一瞬何か僕が悪いことをしたのかと錯覚してしまった。
「どのセリフ?」
「母さん違う!の後」
母さんも興味津々というような顔をして、目を輝かせながら僕の顔を覗いている。
「お姉ちゃんが俺のケーキ食べた?」
「・・・・・・・・」
「もう一回」
「・・・・・・・・・お姉ちゃんが俺のケーキ食べた」
「ワンスモア」
「・・・・・・・・・・・・・・・・お姉ちゃんが俺のケーキ食べた」
「ソーリー」
「・・・・・・・・・・・・・・・・・・・・・・・・お姉ちゃんが俺のケーキ食べた!」
「あらあらまあまあ」
お母さんが最後に一言合いの手を入れた。
その瞬間お姉ちゃんは盛大に噴出した。
「・・・・・・・・・・・・・・・・・・ップギャハハハハハハハハッハハハハハハハッハハハハッハハ!お前が!飛沫が!『俺』だって?ギギギギギギギギギギギギウゲゲゲッゲゲゲゲゲゲ!ごめんちょっと待て!テレコ(テープレコーダー)持ってくるから。ギャハハハハハハハハハハ!いいね!最高!マジお前最高!思春期か?思春期だな!」
こんな笑い方をする女性にあったことはない。
そういうとお姉ちゃんは物凄い速度で二階へと駆けていく。
僕が「俺」と言ったことを盛大に笑われた。
「今夜の夕食は豪勢にしましょう」
母さんに盛大に祝われた。
僕の顔は見る見る赤く染まっていく。恥辱と怒りと共に。
お姉ちゃんは大急ぎで二階から駆け下りてくる。手にはテレコ。
「お、俺が俺っていって何が悪い!」
思わず僕は叫んだ。
お母さんは既に台所へと向かっている。
お姉ちゃんはテレコを弄りながら答えた。
「何も悪くないよ。『俺ちゃん』。・・・・・・・・・・・・・・・く、クククククククククケケケケケケ」
「お姉ちゃん!気持ち悪い!」
「何だよ俺ちゃん」
「お、俺ちゃん言うな!」
「ごめんごめん。

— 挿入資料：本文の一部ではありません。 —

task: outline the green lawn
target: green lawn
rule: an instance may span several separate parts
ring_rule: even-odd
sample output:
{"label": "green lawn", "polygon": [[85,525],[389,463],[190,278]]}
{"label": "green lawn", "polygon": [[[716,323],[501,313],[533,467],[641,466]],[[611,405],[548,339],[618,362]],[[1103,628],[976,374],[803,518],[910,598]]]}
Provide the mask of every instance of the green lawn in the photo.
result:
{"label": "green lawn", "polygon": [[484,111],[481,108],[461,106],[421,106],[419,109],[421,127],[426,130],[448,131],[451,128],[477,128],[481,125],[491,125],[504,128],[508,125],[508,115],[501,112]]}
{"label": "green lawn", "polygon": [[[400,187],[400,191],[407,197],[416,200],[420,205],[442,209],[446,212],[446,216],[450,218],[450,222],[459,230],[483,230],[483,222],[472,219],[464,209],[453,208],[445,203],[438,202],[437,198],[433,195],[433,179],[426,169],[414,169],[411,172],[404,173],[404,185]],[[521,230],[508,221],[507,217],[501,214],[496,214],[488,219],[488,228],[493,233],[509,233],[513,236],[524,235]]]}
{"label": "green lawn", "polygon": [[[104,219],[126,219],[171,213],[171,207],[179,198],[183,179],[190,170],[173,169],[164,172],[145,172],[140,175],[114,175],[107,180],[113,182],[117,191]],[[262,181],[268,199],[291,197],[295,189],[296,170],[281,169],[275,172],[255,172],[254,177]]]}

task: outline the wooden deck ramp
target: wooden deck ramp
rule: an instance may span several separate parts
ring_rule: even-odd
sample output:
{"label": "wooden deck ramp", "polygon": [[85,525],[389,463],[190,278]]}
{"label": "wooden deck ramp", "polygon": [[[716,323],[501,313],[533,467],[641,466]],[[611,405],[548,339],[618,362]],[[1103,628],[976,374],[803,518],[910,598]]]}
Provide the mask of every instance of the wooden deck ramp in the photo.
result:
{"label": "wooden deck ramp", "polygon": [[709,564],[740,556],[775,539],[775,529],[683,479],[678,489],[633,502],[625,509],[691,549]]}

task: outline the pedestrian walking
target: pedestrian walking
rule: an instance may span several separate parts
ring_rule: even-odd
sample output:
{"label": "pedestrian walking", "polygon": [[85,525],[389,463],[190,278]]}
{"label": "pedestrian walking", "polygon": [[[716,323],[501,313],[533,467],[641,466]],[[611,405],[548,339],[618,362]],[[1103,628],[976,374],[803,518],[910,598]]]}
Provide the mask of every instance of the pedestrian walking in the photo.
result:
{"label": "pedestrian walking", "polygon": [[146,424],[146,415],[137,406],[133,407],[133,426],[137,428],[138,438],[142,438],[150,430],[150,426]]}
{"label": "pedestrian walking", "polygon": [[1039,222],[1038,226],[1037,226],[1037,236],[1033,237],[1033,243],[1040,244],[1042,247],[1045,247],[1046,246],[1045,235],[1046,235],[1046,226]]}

そうだ、ケーキ買いに行こう!いくつでもケーキ買ってあげる!あんたがレジで『俺にこれください』って言ったらいつでも好きな時に一生買ってあげる!」
そう言うとお姉ちゃんはまたゲラゲラと笑い始めた。
何故そこまで馬鹿にされるかが分からなかった。
そして僕の心はザックリと削れた。